The same illustrated on the widest scale. Job 9:23 spoke of particular calamities afflicting portions of the earth. At the despair of the innocent under these God mocks, distant and indifferent. Now Job makes the sweeping statement that the earth is one scene of injustice. The wicked prevail in it, it is given into their hand, to rule and dominate within it. Comp. ch. 24.

covereth the faces of the judges that they cannot see the right, to give the innocent justice. It is God who covereth their faces; He not only does not hinder wrong, He ensures that it prevail and have the upper hand.

if not, where, and who is he Rather, if not He, who then is it who does all this (Job 9:24), if it is not He? Others besides Job have asked such questions.

In this passage Job's spirit reaches the lowest abyss of its alienation from God. From this time onwards his mind is calmer and the moral idea of God begins to reassert its place in his thoughts. Here God appears to him as a mere omnipotent power, with a bias, if He have one, to evil and cruelty, and he speaks of Him distantly as "he" (cf. ch. Job 3:20). His conception is but the reflection of his own case, as he conceived it, flung over the world, though his conception of his own case was false. To a Shemitic mind who had no conception of second causes or of general laws or of a scheme of providence, but regarded God as the immediate author of every single occurrence, the danger must always have been imminent of being driven to conclude that God was the author of the misery and wrong and cruel hardship under which men groaned.
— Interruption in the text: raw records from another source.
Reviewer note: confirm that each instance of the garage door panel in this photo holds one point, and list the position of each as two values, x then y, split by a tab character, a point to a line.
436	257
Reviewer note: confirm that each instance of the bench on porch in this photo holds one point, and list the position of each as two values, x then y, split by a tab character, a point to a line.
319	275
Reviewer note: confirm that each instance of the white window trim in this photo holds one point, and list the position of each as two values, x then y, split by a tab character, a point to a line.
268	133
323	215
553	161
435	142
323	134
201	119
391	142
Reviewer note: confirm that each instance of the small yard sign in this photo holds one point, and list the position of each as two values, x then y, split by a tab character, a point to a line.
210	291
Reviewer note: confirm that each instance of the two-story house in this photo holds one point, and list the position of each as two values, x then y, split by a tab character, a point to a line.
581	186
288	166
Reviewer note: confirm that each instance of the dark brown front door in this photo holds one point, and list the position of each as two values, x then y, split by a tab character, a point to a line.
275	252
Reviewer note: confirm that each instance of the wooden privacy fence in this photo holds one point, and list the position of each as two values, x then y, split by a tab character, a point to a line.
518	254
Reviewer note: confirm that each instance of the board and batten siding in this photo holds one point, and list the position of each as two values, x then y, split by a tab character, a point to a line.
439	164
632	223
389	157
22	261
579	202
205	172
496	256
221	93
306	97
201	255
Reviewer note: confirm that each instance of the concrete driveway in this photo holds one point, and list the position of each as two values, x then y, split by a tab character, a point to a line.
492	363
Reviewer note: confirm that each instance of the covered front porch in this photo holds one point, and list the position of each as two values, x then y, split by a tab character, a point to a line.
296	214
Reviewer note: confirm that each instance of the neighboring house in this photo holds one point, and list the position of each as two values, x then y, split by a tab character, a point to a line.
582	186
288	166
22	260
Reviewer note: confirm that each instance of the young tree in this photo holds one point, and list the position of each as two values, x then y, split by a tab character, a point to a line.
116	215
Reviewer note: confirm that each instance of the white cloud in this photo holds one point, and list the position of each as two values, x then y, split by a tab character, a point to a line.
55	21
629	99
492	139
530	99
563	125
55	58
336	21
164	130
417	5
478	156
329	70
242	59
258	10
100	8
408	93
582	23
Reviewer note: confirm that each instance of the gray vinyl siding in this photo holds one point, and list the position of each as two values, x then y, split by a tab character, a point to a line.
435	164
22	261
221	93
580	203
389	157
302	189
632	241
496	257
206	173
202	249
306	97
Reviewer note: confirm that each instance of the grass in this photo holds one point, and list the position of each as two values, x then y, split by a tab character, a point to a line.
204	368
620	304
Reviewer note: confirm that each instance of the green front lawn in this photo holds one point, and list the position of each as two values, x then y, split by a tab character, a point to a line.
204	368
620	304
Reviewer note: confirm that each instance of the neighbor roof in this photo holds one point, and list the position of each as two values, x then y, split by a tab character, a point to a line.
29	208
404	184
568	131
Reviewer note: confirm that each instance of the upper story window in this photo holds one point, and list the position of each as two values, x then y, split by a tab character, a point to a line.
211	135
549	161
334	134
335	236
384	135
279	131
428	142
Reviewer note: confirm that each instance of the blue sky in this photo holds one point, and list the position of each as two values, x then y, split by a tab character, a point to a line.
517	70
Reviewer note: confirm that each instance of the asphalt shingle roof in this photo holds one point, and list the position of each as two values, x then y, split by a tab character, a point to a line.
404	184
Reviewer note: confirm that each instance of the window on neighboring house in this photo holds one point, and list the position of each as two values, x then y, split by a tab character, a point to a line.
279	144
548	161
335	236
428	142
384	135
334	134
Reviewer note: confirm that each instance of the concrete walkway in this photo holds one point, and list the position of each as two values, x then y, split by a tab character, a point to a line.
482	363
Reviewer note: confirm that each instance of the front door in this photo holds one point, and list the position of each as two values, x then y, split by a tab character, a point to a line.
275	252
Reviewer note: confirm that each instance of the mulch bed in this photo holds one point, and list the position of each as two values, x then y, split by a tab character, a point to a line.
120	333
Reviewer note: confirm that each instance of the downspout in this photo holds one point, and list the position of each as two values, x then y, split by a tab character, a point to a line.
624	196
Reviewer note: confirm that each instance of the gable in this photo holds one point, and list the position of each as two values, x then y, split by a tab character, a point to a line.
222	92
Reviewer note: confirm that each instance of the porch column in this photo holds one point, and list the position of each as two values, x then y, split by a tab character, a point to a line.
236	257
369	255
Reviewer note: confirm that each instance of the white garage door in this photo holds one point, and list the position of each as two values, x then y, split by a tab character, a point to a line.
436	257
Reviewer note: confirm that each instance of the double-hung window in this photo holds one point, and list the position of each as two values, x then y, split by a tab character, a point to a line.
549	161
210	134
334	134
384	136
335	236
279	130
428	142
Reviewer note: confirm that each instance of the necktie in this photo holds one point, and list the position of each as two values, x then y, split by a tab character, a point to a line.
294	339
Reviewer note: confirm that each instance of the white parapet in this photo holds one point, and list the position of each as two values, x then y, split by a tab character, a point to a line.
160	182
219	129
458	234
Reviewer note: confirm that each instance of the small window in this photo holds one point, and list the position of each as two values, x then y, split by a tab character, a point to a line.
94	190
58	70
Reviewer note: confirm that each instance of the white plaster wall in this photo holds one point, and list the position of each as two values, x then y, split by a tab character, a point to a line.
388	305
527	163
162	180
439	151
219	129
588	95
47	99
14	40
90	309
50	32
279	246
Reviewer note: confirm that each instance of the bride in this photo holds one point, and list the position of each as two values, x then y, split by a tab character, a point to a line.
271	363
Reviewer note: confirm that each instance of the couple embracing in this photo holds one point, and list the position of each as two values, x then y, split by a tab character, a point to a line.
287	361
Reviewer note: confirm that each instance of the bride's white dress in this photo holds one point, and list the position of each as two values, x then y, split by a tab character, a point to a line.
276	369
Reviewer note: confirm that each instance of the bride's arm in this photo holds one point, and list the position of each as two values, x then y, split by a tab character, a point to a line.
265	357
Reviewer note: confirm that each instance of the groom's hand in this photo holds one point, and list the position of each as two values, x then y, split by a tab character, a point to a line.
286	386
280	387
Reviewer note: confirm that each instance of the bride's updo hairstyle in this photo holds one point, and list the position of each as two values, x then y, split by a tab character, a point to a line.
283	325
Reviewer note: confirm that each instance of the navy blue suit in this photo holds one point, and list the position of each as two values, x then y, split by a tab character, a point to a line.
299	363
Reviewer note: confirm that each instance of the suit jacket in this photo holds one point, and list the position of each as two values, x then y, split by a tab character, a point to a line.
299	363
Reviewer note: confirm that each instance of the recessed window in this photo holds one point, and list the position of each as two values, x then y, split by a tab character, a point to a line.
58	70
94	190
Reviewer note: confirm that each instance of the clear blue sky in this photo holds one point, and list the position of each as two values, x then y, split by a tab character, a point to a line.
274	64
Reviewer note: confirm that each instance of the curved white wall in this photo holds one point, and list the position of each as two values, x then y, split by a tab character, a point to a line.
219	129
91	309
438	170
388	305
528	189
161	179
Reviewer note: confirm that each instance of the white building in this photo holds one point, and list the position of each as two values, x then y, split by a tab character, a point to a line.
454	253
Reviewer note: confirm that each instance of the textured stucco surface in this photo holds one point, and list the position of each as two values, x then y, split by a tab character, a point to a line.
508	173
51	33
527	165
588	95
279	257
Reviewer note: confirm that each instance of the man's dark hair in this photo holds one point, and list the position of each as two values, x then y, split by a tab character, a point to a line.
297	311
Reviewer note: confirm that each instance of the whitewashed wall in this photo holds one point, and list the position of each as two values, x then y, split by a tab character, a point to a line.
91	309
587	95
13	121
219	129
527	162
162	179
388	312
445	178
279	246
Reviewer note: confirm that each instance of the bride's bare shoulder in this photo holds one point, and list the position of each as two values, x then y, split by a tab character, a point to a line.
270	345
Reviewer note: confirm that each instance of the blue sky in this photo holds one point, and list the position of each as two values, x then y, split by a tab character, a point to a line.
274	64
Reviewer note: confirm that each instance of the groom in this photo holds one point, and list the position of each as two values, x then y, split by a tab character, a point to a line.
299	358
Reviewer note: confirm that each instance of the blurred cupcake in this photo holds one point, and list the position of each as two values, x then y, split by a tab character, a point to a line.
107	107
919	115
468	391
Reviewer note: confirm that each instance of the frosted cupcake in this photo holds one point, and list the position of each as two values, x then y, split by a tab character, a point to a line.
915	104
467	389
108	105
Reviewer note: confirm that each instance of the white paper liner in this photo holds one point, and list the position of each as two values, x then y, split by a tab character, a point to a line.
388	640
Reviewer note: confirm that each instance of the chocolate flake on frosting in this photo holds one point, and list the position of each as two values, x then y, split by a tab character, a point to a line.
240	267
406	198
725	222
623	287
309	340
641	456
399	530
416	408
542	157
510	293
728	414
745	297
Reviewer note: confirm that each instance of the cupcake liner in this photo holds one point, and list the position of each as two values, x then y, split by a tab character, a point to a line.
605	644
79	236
In these verses Job traverses directly the maxim of his friends in regard to the discriminating righteousness of God, and the examples which he cites he might have used to demolish their theory. But he is little concerned with their theory here; later he does use his examples to drive them from the field. But here he is occupied with himself, with the impossibility of making his innocence which he is conscious of to appear and be admitted; for, of course, to himself and to all others his afflictions were the testimony of God to his guilt. And thus, though in the last verses his view extends to the world in general, he comes back in Job 9:25 to himself.